Saturday, March 5, 2011

The West, the Arabs, and the Real Qaddafi


I have always believed that the Islamic Arab world was peculiarly resistant to Western ideas and the winds of change that blew in, over the centuries, from France, Britain and the United States. After World War II, Japan and Germany – admittedly conquered – changed; other countries – South Korea, Siam, much of Latin America – gradually bowed before what the West had to offer.
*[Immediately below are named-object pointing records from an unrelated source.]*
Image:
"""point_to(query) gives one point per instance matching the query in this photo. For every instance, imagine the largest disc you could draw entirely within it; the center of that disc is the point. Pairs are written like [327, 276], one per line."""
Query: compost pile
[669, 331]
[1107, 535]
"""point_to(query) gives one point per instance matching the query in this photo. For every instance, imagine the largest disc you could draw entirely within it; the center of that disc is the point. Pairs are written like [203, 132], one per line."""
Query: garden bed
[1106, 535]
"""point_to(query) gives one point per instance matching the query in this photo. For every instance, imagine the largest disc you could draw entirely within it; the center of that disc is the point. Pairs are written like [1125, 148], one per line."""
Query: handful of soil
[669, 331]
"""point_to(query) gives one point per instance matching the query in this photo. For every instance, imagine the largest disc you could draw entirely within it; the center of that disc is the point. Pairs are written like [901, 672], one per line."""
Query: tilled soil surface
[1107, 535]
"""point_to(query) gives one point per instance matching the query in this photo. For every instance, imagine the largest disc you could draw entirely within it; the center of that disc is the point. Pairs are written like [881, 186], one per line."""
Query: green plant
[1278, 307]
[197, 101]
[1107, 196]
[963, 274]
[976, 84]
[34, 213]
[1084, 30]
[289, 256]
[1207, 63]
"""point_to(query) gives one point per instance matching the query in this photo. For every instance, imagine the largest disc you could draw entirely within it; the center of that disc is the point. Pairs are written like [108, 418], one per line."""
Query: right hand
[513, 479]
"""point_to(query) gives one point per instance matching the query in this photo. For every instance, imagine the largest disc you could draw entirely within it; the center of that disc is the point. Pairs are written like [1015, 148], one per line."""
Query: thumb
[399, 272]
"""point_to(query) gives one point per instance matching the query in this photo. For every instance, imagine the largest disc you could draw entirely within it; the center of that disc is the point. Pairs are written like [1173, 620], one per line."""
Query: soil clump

But not the Arab world. Building blocks, social, political, ideological and psychological, of that world – the grip of an absolutist Islam, the desert of vast, uneducated masses, the weight of unreformed tradition, tribal hierarchies and affiliations – all somehow conspired to bar the penetration of all those good ideas that the West has given the rest of the world since the Renaissance or, at least, since the French Revolution: democracy, liberalism, tolerance, individual worth, human rights, egalitarianism (including equality for women and homosexuals), etc.
But Western technological advances – expressed in the spread of television, internet, cheap travel – have at last succeeded, it seems, in carrying these ideas across seas and mountains and breaking down the opaque walls surrounding the Muslim Arab world. Maybe the biblical metaphor of Jericho is apt, of trumpets proclaiming ideas circumambulating the walls and gradually cracking them, until they have tumbled. At least some of the Arabs, the better educated, middle class youngsters, seem to have bought into the message from the West.